CREDENCE: Canagliflozin safely reduces risk for ESKD in patients with type 2 diabetes, CKD
Click Here to Manage Email Alerts
Canagliflozin safely reduced the risk of kidney failure and prevented cardiovascular events in patients with type 2 diabetes and chronic kidney disease, according to phase 3 results from the CREDENCE study presented at a late-breaking clinical trials session at the International Society of Nephrology’s World Congress of Nephrology Annual Meeting in Melbourne, Australia.
“We’re looking after an increasing number of patients with diabetes and chronic kidney disease,” David C. Wheeler, MD, FRCP, professor of kidney medicine at University College London, UK, said in a presentation. “According to data from the Global Burden of Disease Study, the number of deaths from this combination of type 2 diabetes and CKD doubled between 1990 and 2012. The outcomes for these patients are poor despite our current therapies.”
Researchers randomized 4,401 patients with type 2 diabetes and CKD to either placebo or 100 mg of canagliflozin (mean HbA1c, 8.3%; mean blood pressure, 140/78 mm Hg; 70% on statins).
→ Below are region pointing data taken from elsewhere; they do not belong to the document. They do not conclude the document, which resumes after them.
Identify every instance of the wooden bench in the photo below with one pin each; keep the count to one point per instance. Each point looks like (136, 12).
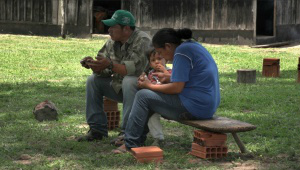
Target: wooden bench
(223, 125)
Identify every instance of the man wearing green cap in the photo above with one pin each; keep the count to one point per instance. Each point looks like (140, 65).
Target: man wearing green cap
(115, 71)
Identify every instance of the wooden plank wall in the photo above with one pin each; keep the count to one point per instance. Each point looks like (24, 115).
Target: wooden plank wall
(195, 14)
(35, 11)
(77, 12)
(287, 12)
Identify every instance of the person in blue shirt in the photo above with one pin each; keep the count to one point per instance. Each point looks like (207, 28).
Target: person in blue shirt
(191, 92)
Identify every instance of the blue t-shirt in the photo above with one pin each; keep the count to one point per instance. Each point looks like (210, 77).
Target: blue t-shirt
(194, 65)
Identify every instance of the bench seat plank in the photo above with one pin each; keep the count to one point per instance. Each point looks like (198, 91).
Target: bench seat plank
(220, 124)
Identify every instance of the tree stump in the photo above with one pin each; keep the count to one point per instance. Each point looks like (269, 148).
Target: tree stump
(246, 76)
(271, 67)
(45, 111)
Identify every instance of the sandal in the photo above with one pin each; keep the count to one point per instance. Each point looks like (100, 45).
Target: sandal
(120, 150)
(119, 141)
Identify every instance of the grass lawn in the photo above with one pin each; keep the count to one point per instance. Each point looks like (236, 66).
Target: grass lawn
(37, 68)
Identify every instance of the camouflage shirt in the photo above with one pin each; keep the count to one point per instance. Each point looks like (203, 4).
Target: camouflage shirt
(131, 54)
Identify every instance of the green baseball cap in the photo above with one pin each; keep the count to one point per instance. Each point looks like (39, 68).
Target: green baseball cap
(121, 17)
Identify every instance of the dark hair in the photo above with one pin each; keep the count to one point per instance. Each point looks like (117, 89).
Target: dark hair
(169, 35)
(149, 52)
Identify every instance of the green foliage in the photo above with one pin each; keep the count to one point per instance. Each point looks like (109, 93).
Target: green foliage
(37, 68)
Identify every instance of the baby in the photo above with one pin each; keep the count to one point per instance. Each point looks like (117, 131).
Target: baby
(157, 64)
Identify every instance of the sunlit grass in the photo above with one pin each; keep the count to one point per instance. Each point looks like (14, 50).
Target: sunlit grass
(37, 68)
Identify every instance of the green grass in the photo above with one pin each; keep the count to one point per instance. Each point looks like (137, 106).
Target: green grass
(37, 68)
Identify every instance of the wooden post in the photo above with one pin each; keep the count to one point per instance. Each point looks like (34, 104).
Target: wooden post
(246, 76)
(298, 71)
(63, 29)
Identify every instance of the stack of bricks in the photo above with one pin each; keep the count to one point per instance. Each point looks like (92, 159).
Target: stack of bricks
(147, 154)
(298, 71)
(271, 67)
(208, 145)
(112, 112)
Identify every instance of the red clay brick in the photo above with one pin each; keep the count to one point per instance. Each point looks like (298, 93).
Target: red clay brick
(147, 152)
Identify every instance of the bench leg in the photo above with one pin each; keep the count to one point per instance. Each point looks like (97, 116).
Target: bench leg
(239, 142)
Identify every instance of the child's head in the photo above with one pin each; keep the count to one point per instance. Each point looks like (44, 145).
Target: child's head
(154, 58)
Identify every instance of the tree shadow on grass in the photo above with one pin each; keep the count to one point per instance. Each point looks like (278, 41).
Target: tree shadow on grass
(21, 134)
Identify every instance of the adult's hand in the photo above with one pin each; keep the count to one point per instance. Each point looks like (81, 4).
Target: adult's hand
(84, 61)
(98, 65)
(163, 77)
(161, 68)
(144, 82)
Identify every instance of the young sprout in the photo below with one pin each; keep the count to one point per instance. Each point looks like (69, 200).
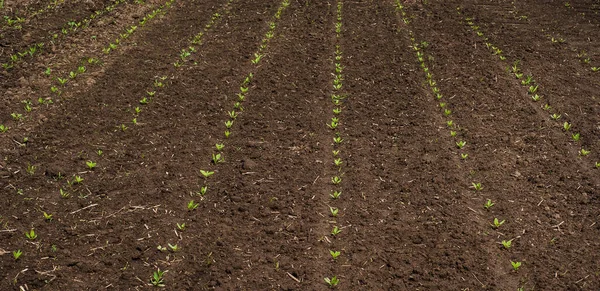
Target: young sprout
(584, 152)
(157, 278)
(192, 205)
(64, 194)
(338, 162)
(17, 254)
(334, 211)
(173, 248)
(31, 235)
(206, 174)
(334, 254)
(477, 186)
(497, 223)
(335, 194)
(336, 180)
(91, 165)
(335, 231)
(47, 217)
(332, 281)
(488, 204)
(217, 158)
(515, 265)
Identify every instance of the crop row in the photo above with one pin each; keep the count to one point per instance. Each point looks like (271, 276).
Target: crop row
(534, 91)
(455, 130)
(56, 89)
(54, 37)
(217, 157)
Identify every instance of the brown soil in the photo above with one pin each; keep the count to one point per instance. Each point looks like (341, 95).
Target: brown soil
(409, 216)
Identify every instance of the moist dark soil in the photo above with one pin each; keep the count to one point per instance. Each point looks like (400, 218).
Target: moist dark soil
(409, 214)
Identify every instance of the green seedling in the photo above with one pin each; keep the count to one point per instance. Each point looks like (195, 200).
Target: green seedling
(497, 223)
(335, 231)
(31, 169)
(533, 89)
(31, 235)
(157, 278)
(47, 217)
(17, 254)
(334, 211)
(477, 186)
(64, 194)
(173, 248)
(515, 265)
(334, 254)
(336, 180)
(192, 205)
(335, 194)
(206, 174)
(91, 165)
(217, 158)
(338, 162)
(203, 190)
(527, 80)
(332, 281)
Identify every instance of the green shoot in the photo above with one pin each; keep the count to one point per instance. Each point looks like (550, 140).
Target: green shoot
(157, 278)
(334, 211)
(335, 231)
(206, 174)
(91, 165)
(17, 254)
(334, 254)
(31, 235)
(497, 223)
(192, 205)
(488, 204)
(335, 194)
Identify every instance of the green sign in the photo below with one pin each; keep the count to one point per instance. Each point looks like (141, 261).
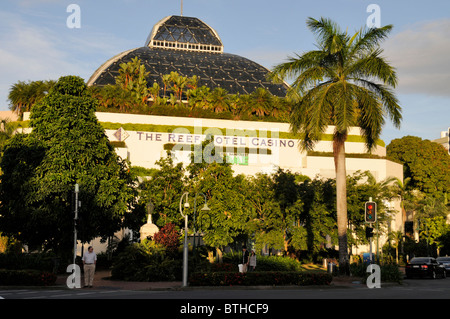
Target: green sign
(237, 159)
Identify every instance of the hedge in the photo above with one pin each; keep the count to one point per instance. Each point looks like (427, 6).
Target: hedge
(26, 278)
(270, 278)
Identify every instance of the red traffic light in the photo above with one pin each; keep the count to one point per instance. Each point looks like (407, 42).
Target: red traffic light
(370, 212)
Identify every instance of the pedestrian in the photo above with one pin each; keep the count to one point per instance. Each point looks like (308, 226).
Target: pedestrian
(252, 261)
(89, 262)
(244, 259)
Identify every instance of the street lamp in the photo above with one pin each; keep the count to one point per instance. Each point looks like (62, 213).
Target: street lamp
(185, 246)
(77, 190)
(205, 208)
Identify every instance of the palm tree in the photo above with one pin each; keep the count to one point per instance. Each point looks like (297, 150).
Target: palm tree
(219, 100)
(335, 85)
(262, 102)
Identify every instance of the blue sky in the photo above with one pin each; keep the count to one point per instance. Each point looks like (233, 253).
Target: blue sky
(36, 43)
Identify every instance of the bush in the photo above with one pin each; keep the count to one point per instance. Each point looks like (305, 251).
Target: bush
(146, 261)
(26, 278)
(271, 278)
(266, 263)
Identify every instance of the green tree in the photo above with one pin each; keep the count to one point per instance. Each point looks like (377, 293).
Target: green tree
(335, 85)
(66, 146)
(133, 78)
(425, 163)
(164, 189)
(23, 95)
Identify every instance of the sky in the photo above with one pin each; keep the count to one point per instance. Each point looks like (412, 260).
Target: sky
(40, 40)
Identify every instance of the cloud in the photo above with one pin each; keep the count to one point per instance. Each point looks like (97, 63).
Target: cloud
(35, 52)
(420, 54)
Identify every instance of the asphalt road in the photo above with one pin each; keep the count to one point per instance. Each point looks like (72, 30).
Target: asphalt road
(432, 289)
(234, 302)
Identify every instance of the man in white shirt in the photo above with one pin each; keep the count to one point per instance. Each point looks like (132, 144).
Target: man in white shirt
(89, 262)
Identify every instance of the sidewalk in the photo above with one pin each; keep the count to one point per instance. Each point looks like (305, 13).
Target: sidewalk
(102, 281)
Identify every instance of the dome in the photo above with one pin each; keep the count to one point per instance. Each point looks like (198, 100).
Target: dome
(190, 47)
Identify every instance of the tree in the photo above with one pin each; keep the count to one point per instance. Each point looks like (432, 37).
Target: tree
(425, 163)
(164, 189)
(133, 78)
(335, 85)
(66, 146)
(23, 95)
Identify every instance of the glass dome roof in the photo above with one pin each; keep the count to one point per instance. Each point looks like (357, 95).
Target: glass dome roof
(191, 47)
(184, 33)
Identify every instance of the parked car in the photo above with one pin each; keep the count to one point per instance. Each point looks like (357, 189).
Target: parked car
(445, 261)
(424, 267)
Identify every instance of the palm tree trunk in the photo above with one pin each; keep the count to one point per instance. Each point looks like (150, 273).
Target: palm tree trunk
(341, 200)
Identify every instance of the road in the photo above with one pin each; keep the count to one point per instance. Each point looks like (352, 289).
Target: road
(410, 289)
(234, 302)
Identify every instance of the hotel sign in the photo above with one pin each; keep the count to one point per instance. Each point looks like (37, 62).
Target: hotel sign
(220, 140)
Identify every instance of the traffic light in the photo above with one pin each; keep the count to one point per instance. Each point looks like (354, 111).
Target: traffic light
(369, 232)
(371, 212)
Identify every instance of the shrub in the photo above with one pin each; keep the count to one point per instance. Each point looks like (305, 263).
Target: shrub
(146, 261)
(272, 278)
(266, 263)
(168, 237)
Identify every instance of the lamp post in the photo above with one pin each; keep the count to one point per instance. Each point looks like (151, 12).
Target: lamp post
(77, 189)
(185, 246)
(205, 208)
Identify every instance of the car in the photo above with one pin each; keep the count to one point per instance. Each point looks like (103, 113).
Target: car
(445, 261)
(424, 267)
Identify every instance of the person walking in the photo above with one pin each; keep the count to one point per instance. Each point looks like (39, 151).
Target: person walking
(89, 262)
(244, 259)
(252, 261)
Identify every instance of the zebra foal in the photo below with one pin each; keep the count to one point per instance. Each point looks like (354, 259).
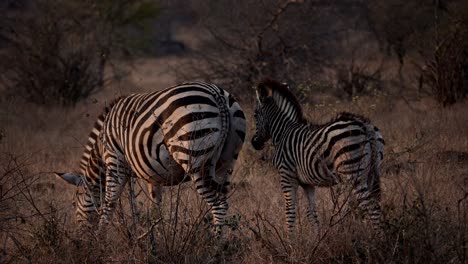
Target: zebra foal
(194, 129)
(348, 149)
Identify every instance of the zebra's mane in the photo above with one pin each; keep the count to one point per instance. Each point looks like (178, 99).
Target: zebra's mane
(283, 97)
(94, 134)
(347, 116)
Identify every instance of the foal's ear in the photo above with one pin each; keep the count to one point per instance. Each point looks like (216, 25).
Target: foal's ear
(71, 178)
(263, 92)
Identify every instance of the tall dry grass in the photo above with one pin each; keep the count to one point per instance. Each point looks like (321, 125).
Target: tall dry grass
(424, 184)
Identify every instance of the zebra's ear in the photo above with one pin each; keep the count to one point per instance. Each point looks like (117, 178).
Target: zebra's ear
(71, 178)
(263, 92)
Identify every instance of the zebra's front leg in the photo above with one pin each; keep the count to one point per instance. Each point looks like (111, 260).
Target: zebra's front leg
(207, 188)
(289, 187)
(311, 212)
(115, 181)
(155, 192)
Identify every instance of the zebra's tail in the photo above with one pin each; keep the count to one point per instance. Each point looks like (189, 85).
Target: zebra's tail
(377, 145)
(222, 105)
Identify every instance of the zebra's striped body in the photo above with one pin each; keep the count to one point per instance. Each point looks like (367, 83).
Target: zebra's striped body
(348, 149)
(194, 129)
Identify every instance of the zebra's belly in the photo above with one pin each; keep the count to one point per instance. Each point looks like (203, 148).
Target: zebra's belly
(156, 165)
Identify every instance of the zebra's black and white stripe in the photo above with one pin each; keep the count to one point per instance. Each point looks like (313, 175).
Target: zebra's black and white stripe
(194, 129)
(348, 149)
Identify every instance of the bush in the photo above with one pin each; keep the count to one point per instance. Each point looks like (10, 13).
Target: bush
(57, 51)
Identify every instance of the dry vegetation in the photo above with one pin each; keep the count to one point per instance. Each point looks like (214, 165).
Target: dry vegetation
(424, 174)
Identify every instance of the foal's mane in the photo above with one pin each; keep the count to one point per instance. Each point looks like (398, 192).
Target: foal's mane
(280, 90)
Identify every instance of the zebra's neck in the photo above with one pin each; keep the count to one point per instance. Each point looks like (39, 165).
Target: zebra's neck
(91, 165)
(280, 121)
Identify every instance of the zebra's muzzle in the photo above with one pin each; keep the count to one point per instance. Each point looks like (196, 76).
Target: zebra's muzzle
(257, 143)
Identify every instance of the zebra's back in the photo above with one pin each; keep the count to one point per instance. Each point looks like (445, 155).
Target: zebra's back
(164, 134)
(341, 149)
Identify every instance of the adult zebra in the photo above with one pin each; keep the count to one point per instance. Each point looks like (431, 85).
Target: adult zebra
(194, 129)
(348, 149)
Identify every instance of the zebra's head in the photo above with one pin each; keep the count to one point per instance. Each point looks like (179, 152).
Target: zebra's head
(85, 203)
(262, 130)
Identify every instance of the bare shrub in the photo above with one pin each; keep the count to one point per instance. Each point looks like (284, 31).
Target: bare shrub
(446, 63)
(57, 51)
(250, 40)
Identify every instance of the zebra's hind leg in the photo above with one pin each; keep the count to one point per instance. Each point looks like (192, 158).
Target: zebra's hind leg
(369, 202)
(155, 192)
(311, 212)
(289, 187)
(116, 178)
(207, 188)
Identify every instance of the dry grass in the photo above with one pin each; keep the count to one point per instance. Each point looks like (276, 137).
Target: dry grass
(424, 177)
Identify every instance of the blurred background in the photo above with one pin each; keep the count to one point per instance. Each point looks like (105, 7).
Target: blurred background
(402, 63)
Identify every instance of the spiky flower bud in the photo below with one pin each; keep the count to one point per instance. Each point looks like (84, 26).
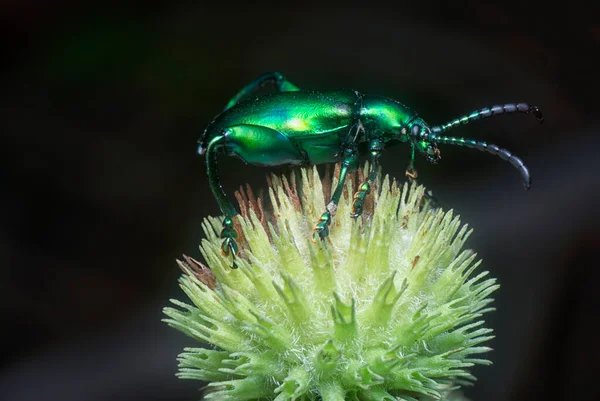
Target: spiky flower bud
(386, 308)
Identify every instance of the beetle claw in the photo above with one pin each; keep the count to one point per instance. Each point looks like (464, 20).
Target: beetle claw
(359, 200)
(321, 229)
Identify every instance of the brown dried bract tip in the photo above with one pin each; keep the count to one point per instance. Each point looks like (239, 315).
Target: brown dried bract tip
(191, 266)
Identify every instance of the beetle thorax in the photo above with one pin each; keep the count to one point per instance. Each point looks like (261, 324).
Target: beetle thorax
(386, 118)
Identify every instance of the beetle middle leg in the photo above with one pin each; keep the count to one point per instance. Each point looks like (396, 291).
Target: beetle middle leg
(349, 165)
(411, 172)
(375, 148)
(251, 143)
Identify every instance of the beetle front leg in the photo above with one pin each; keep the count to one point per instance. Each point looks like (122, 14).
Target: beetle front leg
(228, 234)
(411, 172)
(349, 165)
(375, 148)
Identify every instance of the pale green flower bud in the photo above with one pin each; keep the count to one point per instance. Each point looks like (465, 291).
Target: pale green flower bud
(387, 307)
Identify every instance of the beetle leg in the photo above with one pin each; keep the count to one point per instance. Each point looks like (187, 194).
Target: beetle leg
(283, 85)
(349, 165)
(375, 148)
(228, 234)
(411, 172)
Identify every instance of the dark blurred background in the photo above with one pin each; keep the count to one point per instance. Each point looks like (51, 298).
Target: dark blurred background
(101, 107)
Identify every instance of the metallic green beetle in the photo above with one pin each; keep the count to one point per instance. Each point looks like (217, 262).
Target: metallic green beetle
(299, 127)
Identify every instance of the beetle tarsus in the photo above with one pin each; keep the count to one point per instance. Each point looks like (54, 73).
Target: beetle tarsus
(321, 229)
(359, 199)
(229, 246)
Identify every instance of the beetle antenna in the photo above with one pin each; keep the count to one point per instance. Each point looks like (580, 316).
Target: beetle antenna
(491, 111)
(489, 148)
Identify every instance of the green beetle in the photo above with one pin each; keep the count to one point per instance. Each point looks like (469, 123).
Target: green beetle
(297, 127)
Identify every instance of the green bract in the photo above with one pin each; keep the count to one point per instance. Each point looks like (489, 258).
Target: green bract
(386, 307)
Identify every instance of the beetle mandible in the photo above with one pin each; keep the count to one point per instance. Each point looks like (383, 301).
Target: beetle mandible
(297, 127)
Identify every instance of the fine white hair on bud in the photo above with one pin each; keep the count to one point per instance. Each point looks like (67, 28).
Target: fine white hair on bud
(388, 307)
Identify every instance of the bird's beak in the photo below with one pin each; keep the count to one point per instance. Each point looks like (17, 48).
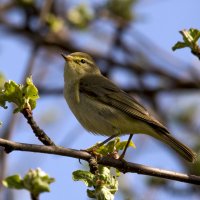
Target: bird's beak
(67, 57)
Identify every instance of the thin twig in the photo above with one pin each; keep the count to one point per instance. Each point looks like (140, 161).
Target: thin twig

Primary endpoints of the study were the occurrence of ESKD, a doubling of serum creatinine, renal death or cardiovascular death with a median follow-up of 30 months.
Researchers found ESKD, doubling of serum creatine and renal or CV death occurred in 340 patients who took placebo and in 245 patients who took canagliflozin (HR= 0.70; 30% reduction with canagliflozin). Regarding renal-specific outcomes, a composite of ESKD, doubling of serum creatine or renal death occurred in 224 patients who took placebo and in 153 patients who took canagliflozin (HR = 0.66; 34% reduction with canagliflozin).
In addition, researchers observed a 32% risk reduction of ESKD in patients who took canagliflozin (HR = 0.68), as well as a 28% risk reduction for starting dialysis, having a kidney transplant or experiencing renal death.
Canagliflozin also attenuated the slope of chronic eGFR decline by 2.7 mL/min/1.73 m2 per year.
Finally, after evaluating safety outcomes, researchers concluded there was no difference in risk of fracture or lower extremity amputation in those who took placebo vs. canagliflozin.
“If we look at the effects of canagliflozin on the broad range of renal outcomes, we see clear and consistent benefits, regardless of how we define the renal events, which were highly statistically significant for the majority,” Vlado Perkovic, MBBS, PhD, FRACP, FASN, executive director of The George Institute and professor of medicine at the University of New South Wales in Sydney, said. – by Melissa J. Webb
Reference:
Perkovic V and Wheeler DC. CREDENCE: Canagliflozin and renal events in diabetes with established nephropathy clinical evaluation. Presented at: ISN World Congress of Nephrology Annual Meeting. April 12-15, 2019; Melbourne, Australia.
Disclosures: Perkovic reports leading or serving on the steering committees of several trials and receiving honoraria for scientific presentations and/or advisory board attendance of Amgen, Eli Lily and Pfizer, among others. Wheeler reports consulting for Amgen, Bayer and Janssen, among others.